= Approximate membership query filter =

Data structures that allow approximate membership queries

Approximate membership query filters (hereafter, AMQ filters) comprise a group of space-efficient probabilistic data structures that support approximate membership queries. An approximate membership query answers whether an element is in a set or not with a false positive rate of $\epsilon$.

Bloom filters are the most known AMQ filter, but there are other AMQ filters that support additional operations or have different space requirements.

AMQ filters have numerous applications, mainly in distributed systems and databases.

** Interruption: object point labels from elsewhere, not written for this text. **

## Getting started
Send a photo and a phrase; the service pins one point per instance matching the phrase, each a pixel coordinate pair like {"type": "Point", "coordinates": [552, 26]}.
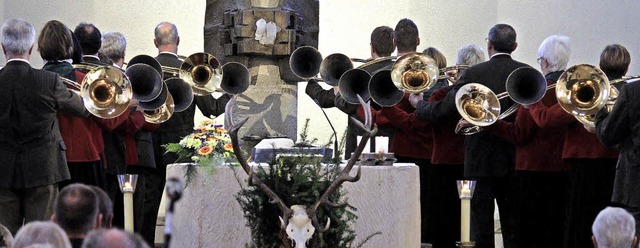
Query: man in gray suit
{"type": "Point", "coordinates": [32, 156]}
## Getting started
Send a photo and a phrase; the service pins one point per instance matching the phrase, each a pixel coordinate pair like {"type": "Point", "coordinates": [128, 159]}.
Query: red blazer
{"type": "Point", "coordinates": [537, 149]}
{"type": "Point", "coordinates": [412, 138]}
{"type": "Point", "coordinates": [83, 136]}
{"type": "Point", "coordinates": [579, 143]}
{"type": "Point", "coordinates": [448, 148]}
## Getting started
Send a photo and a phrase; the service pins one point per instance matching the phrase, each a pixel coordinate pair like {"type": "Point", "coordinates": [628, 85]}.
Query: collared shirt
{"type": "Point", "coordinates": [23, 60]}
{"type": "Point", "coordinates": [496, 54]}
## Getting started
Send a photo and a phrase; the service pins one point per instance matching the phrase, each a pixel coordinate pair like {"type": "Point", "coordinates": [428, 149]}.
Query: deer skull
{"type": "Point", "coordinates": [300, 228]}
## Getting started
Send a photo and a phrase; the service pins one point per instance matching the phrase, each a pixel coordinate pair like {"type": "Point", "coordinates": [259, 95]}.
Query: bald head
{"type": "Point", "coordinates": [166, 37]}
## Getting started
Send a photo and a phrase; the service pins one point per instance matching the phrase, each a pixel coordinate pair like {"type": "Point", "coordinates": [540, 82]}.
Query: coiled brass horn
{"type": "Point", "coordinates": [414, 73]}
{"type": "Point", "coordinates": [480, 106]}
{"type": "Point", "coordinates": [582, 90]}
{"type": "Point", "coordinates": [105, 90]}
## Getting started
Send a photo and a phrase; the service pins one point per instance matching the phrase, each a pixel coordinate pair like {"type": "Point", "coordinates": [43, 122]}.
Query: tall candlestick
{"type": "Point", "coordinates": [465, 217]}
{"type": "Point", "coordinates": [128, 211]}
{"type": "Point", "coordinates": [465, 190]}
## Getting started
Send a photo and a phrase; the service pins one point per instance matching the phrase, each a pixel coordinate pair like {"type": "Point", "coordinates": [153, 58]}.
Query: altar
{"type": "Point", "coordinates": [387, 199]}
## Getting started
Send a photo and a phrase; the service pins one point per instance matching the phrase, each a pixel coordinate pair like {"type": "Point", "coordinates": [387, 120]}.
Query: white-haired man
{"type": "Point", "coordinates": [614, 228]}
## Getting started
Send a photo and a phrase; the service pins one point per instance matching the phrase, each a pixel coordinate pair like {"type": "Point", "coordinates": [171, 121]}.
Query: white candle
{"type": "Point", "coordinates": [382, 144]}
{"type": "Point", "coordinates": [465, 215]}
{"type": "Point", "coordinates": [128, 211]}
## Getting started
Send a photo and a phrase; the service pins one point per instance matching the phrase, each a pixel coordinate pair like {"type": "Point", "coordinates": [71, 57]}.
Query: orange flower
{"type": "Point", "coordinates": [205, 150]}
{"type": "Point", "coordinates": [228, 147]}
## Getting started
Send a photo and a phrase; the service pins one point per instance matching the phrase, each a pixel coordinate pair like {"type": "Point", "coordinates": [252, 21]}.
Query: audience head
{"type": "Point", "coordinates": [113, 46]}
{"type": "Point", "coordinates": [166, 37]}
{"type": "Point", "coordinates": [615, 60]}
{"type": "Point", "coordinates": [41, 234]}
{"type": "Point", "coordinates": [76, 210]}
{"type": "Point", "coordinates": [6, 238]}
{"type": "Point", "coordinates": [77, 49]}
{"type": "Point", "coordinates": [614, 228]}
{"type": "Point", "coordinates": [406, 38]}
{"type": "Point", "coordinates": [113, 238]}
{"type": "Point", "coordinates": [89, 37]}
{"type": "Point", "coordinates": [554, 53]}
{"type": "Point", "coordinates": [470, 55]}
{"type": "Point", "coordinates": [437, 56]}
{"type": "Point", "coordinates": [382, 42]}
{"type": "Point", "coordinates": [501, 39]}
{"type": "Point", "coordinates": [55, 42]}
{"type": "Point", "coordinates": [18, 37]}
{"type": "Point", "coordinates": [105, 206]}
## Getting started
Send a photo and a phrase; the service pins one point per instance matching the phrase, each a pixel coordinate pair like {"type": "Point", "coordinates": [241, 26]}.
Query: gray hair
{"type": "Point", "coordinates": [470, 55]}
{"type": "Point", "coordinates": [166, 36]}
{"type": "Point", "coordinates": [18, 37]}
{"type": "Point", "coordinates": [113, 45]}
{"type": "Point", "coordinates": [614, 227]}
{"type": "Point", "coordinates": [41, 234]}
{"type": "Point", "coordinates": [556, 49]}
{"type": "Point", "coordinates": [104, 238]}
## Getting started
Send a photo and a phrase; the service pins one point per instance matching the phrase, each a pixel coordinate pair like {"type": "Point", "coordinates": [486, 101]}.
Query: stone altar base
{"type": "Point", "coordinates": [387, 199]}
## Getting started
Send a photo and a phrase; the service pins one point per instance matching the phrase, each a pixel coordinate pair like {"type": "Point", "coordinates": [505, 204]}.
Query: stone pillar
{"type": "Point", "coordinates": [230, 35]}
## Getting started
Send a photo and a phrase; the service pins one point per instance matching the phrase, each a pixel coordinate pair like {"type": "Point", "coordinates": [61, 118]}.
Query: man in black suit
{"type": "Point", "coordinates": [31, 148]}
{"type": "Point", "coordinates": [488, 159]}
{"type": "Point", "coordinates": [179, 125]}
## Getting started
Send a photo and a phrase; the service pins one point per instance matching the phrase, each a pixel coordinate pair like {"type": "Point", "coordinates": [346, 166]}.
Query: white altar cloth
{"type": "Point", "coordinates": [387, 199]}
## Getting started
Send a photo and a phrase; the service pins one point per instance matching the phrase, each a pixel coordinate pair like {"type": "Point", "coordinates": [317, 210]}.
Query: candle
{"type": "Point", "coordinates": [128, 210]}
{"type": "Point", "coordinates": [465, 215]}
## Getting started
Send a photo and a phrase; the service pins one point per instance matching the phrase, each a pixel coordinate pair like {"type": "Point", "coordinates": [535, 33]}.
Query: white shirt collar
{"type": "Point", "coordinates": [92, 56]}
{"type": "Point", "coordinates": [23, 60]}
{"type": "Point", "coordinates": [497, 54]}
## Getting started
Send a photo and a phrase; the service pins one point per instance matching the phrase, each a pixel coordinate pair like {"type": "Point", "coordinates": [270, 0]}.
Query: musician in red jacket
{"type": "Point", "coordinates": [592, 164]}
{"type": "Point", "coordinates": [541, 174]}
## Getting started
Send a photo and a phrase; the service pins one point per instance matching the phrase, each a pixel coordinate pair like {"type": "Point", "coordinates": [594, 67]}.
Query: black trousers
{"type": "Point", "coordinates": [487, 190]}
{"type": "Point", "coordinates": [541, 202]}
{"type": "Point", "coordinates": [590, 189]}
{"type": "Point", "coordinates": [445, 204]}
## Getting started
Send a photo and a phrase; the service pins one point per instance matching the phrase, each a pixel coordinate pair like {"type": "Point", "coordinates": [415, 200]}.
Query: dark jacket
{"type": "Point", "coordinates": [31, 148]}
{"type": "Point", "coordinates": [621, 128]}
{"type": "Point", "coordinates": [486, 155]}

There, they are often used to avoid network request or I/O operations that result from requesting elements that do not exist.

== Approximate membership query problem ==
The approximate membership query problem is to store information about a set of elements S in a space-efficient way. The goal is to answer queries about whether an element x is in the set S or not, while constraining false positives to a maximal probability $\epsilon$. All AMQ filters support this lookup operation. Dynamic AMQ filters allow insertions at any time whereas static AMQ filters must be rebuilt after inserting additional elements. Some AMQ filters support additional operations such as deleting elements, or merging two filters.

=== Lookup ===
An AMQ filter lookup will determine whether an element is definitely not in the set or probably in the set.

In other words, if the filter represents a set S and we are interested in a value s, then the lookup function applied to s behaves as follows:

- if $s \in S$: always returns true.
- if $s \notin S$: returns false with probability $1-\epsilon$.

A false positive is a lookup of an element that is not part of the set, but where the lookup returns true. The probability of this happening is the false positive rate $\epsilon$. False negatives (the lookup returns false although the element is part of the set) are not allowed for AMQ filters.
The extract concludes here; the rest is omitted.